Thanks Jorge, I turned off idle notifications and exposed the gc which runs 
every 30 minutes or so. That's had a good impact on CPU across the whole 
application. Then for the hash I switched to a Buffer backed hash 
implementation. I can keep the per key memory overhead much lower like that 
and the access times are on par with the native JS hash. It allows for 
shorter keys, for example 16 bytes binary is enough for 128 bit keys, 
whereas with the JS hash you would need about 24 bytes of Base62 to get the 
same.
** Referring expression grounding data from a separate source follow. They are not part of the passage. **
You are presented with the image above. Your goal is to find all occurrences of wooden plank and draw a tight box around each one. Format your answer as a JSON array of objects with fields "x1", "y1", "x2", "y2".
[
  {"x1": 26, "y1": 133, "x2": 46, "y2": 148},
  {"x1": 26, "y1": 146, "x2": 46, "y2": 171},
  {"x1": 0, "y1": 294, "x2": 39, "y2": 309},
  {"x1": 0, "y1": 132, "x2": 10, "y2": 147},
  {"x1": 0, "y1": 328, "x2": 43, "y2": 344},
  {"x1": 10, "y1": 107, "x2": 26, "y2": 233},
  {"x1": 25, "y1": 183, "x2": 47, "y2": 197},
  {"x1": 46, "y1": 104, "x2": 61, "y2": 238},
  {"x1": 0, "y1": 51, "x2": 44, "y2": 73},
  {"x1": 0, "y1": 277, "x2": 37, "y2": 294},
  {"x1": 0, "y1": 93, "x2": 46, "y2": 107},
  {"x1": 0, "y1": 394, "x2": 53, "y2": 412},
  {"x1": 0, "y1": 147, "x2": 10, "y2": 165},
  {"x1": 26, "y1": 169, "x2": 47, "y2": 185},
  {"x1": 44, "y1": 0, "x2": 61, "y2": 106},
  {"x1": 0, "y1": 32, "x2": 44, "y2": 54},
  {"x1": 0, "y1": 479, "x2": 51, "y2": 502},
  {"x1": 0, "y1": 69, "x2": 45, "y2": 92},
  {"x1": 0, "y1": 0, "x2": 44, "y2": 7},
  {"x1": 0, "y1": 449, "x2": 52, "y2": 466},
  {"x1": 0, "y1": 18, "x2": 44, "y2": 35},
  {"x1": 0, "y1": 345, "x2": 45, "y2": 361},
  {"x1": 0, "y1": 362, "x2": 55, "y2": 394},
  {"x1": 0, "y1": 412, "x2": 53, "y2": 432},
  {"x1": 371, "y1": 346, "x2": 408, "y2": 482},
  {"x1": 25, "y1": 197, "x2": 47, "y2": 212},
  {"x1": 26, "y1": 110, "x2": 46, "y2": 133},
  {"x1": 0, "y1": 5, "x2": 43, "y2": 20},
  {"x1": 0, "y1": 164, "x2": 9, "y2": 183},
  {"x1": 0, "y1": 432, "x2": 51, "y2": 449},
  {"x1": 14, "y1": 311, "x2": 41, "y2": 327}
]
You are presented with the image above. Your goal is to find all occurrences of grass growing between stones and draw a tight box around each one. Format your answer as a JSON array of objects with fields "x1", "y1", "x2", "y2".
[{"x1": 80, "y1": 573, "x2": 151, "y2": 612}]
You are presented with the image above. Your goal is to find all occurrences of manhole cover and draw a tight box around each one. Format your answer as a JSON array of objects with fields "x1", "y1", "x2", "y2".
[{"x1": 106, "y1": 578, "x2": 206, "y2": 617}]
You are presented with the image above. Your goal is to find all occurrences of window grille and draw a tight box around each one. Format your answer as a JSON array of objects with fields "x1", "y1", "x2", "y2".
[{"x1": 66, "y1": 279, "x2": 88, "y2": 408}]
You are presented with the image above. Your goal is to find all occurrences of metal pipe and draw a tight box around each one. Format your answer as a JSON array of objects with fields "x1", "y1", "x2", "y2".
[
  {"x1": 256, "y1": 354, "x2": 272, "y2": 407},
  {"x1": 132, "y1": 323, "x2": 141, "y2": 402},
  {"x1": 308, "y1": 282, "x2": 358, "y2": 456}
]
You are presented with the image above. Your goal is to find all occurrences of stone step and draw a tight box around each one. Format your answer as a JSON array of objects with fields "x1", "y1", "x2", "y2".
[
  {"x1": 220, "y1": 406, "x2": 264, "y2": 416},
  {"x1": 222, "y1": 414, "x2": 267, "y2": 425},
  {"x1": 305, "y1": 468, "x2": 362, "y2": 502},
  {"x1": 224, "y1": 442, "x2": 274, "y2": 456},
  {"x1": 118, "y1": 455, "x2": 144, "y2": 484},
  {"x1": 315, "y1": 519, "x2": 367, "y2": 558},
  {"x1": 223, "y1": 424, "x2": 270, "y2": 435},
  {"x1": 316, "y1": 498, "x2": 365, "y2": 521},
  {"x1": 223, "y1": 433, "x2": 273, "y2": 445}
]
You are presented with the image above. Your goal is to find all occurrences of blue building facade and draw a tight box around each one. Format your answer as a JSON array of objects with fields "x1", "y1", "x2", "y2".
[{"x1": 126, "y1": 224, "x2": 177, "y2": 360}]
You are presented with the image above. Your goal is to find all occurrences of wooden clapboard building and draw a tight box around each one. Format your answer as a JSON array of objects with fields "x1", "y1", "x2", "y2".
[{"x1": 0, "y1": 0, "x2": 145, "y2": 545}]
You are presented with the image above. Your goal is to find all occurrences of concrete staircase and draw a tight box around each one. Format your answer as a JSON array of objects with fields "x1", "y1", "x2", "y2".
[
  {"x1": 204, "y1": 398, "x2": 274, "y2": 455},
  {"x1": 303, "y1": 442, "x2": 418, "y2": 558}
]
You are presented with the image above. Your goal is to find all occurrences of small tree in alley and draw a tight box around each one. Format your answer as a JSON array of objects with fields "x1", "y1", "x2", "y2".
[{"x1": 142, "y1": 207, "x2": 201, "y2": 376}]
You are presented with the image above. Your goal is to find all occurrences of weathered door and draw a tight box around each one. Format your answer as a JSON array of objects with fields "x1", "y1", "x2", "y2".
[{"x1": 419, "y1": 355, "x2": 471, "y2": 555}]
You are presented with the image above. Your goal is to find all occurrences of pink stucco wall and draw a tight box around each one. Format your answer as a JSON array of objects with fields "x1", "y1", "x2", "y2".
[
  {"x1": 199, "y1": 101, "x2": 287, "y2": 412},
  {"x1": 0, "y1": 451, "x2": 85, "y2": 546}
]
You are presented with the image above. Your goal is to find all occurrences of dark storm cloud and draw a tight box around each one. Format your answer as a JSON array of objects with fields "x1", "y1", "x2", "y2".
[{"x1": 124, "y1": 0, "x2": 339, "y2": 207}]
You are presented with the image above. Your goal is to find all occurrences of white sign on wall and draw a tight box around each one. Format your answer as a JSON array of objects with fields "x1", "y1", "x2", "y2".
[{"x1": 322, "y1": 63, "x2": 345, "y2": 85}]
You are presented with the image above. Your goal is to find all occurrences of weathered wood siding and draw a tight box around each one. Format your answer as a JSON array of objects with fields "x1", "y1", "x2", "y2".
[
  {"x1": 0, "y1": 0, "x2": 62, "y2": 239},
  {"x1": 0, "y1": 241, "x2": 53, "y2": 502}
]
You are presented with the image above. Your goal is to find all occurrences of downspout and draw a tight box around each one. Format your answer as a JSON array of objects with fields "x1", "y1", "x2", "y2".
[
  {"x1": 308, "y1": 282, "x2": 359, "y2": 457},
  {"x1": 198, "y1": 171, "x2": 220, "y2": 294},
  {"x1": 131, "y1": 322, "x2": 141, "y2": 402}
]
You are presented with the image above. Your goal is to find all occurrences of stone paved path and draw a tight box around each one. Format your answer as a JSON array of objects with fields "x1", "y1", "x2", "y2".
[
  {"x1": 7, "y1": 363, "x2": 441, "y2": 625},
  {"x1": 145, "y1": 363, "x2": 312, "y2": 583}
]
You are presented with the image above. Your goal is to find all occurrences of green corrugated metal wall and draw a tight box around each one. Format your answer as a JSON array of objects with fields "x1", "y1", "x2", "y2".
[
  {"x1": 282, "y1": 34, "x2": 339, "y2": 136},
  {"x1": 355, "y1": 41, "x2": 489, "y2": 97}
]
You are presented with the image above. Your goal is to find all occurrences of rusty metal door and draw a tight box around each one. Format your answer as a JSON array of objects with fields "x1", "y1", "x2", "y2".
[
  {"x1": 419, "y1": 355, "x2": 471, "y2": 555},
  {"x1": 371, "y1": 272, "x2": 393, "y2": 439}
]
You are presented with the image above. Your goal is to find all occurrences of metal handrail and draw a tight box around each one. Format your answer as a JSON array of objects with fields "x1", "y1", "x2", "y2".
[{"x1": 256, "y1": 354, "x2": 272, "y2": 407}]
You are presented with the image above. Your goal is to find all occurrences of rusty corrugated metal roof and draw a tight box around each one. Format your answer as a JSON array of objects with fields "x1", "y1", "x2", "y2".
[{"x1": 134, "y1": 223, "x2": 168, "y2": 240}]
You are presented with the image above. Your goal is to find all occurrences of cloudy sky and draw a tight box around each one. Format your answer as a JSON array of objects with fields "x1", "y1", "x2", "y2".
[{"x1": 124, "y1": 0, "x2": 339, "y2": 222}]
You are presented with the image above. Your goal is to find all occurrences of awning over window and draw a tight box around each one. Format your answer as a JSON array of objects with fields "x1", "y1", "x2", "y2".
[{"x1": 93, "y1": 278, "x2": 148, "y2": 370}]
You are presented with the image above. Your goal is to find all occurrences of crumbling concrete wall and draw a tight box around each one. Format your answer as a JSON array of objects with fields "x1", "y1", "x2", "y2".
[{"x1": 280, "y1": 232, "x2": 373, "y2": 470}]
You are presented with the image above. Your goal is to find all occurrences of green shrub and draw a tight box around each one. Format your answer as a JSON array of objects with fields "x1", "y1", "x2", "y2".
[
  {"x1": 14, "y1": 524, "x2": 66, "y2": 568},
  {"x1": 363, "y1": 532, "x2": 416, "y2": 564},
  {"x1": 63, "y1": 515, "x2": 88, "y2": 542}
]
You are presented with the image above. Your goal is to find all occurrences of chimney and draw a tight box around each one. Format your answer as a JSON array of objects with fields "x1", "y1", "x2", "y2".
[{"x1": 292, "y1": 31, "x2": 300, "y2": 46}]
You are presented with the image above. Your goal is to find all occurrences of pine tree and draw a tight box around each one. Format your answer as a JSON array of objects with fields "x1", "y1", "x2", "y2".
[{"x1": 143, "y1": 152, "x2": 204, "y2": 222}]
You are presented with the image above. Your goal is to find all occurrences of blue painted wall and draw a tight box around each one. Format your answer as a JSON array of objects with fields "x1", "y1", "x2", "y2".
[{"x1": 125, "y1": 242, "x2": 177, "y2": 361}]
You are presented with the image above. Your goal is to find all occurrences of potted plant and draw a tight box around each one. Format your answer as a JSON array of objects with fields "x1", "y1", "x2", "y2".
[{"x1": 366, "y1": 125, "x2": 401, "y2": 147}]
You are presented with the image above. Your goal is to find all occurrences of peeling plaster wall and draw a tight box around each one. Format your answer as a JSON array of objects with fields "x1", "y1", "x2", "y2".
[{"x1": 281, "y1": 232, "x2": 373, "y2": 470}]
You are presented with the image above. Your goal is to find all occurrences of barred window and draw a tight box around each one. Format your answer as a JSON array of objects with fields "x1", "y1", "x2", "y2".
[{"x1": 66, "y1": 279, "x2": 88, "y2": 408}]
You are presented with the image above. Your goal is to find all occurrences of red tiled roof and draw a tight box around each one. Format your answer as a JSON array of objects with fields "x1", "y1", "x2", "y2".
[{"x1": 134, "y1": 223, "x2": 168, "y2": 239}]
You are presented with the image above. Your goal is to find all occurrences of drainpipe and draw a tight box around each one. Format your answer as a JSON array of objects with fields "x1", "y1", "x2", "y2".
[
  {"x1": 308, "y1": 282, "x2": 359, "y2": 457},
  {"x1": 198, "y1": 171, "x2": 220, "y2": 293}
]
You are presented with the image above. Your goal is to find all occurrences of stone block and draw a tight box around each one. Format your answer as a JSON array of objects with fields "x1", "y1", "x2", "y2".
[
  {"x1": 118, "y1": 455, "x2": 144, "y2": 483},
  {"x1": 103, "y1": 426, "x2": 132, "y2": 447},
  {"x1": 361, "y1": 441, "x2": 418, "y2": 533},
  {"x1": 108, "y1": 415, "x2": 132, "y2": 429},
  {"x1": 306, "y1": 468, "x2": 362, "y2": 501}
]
Also, since it's just a buffer, and the keys are coming from disk on 
startup, you can copy the keys from disk directly into the hash without 
having to do thousands of mem copies, so it's a few times faster than the 
original implementation. Another advantage is you can predict the size of 
the hash in advance and avoid expensive hash resizes (tens of seconds for a 
few million keys using the JS hash) for a much faster startup time. Have 
tested up to 60 million keys and it handles fine and starts up in about 60 
seconds parsing and loading the keys from disk. Memory overhead is much 
more predictable (exactly 25 bytes per key all included). JS strings alone 
on 64 bit are 24 bytes excluding JS hash overhead and value overhead. Just 
from this small exercise I think TypedArrays are really going to start 
making a huge difference for JS as a dynamic language.
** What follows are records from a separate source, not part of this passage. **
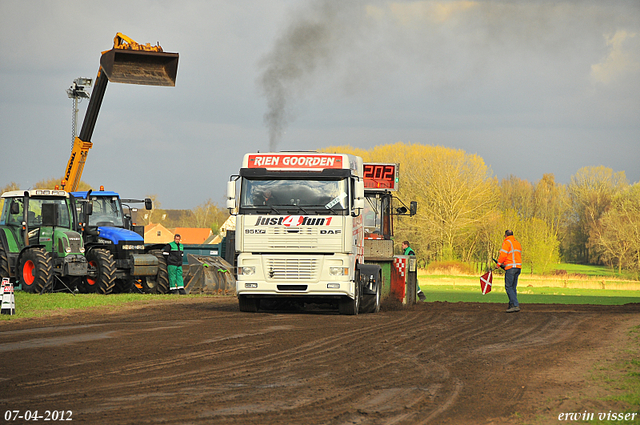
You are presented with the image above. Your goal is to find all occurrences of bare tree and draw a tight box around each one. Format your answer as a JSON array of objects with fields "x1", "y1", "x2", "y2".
[
  {"x1": 592, "y1": 183, "x2": 640, "y2": 274},
  {"x1": 568, "y1": 166, "x2": 627, "y2": 263},
  {"x1": 533, "y1": 173, "x2": 570, "y2": 240},
  {"x1": 33, "y1": 176, "x2": 92, "y2": 191},
  {"x1": 500, "y1": 175, "x2": 535, "y2": 219},
  {"x1": 140, "y1": 194, "x2": 168, "y2": 226},
  {"x1": 180, "y1": 199, "x2": 228, "y2": 234},
  {"x1": 1, "y1": 182, "x2": 20, "y2": 193}
]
On Saturday, May 19, 2012 1:08:40 PM UTC+2, Jorge wrote:
>
> If this is not fixed yet, you could move the hash to a thread_a_gogo so 
> that the hiccups won't happen in node's event loop thread, but in the 
> thread_a_gogo. You will still see delays when accessing the hash keys, but 
> as the access to the hash will be asynchronous they won't be blocking node. 
>
> <https://gist.github.com/2730481> 
>
> Supply a 2nd argument to run with threads_a_gogo, let it run for a while 
> and see that you still get a sane figure in "event loop ticks per second": 
>
> $ node keys.js yes 
> Multi thread 
> ... 
> ... 
> ***** Event loop ticks per second -> 366547, keys per second -> 1360 
> ... 
>
> Unlike when you run it single-threaded because the GC hiccups are blocking 
> it: 
>
> $ node keys.js 
> Single thread 
> ... 
> ... 
> ***** Event loop ticks per second -> 4138, keys per second -> 4138 
> ... 
>
> Threads_a_gogo calls the GC every 2000 or so turns IIRC, that's perhaps 
> too often, and that's why the "keys per second" figure is much lower. But 
> over a thousand per second on average might be plenty depending on your 
> application. 
>
> https://github.com/xk/node-threads-a-gogo 
> -- 
> Jorge. 
>
> On May 11, 2012, at 6:07 PM, Joran Greef wrote: 
>
> > Ja it was becoming a problem around 3 million entries. 
> > 
> > Tried multiple smaller hashes, but no help, the GC was still visiting 
> every key in every hash. 
> > 
> > With nouse_idle_notification, there's no problem, works great now. 
> > 
> > Tim, I was looking at nStore's file implementation and saw you were 
> serializing reads. Were you doing this only to use a shared read buffer, or 
> does this also work with the disk better? I was thinking allowing multiple 
> concurrent readers MVCC style would work better together with the 
> filesystem cache. 
> > 
> > On Friday, May 11, 2012 4:26:00 PM UTC+2, Tim Caswell wrote: 
> > So this will finally get fixed!  This exact case was one of the blockers 
> that made me abandon nStore.  I was storing offsets in a js object and the 
> GC spun out of control around 1 million entries. (The other blocker was 
> node's fs interface was way too slow to implement a disk-based database, I 
> clocked 90% CPU time in mutex locks) 
> > 
> > On Fri, May 11, 2012 at 4:35 AM, Joran Greef <[email protected]> wrote: 
> > Jeremy, I was trying to understand why GC was spending time when there 
> should be no work to do. 
> > 
> > Marcel, I came across your blog post on the subject an hour ago and 
> spotted the v8 issue as well just before your post here. 
> > 
> > Thanks for your suggestions. 
> > 
> > 
> > On Friday, May 11, 2012 10:57:20 AM UTC+2, Marcel wrote: 
> > There is an issue in v8 where idle tick GC does not pick up where the 
> old GC left off and leads to lots of time wasted. See v8 issue #1458. This 
> is fixed in bleeding_edge, but hasn't landed in node yet, not even 0.7.x. 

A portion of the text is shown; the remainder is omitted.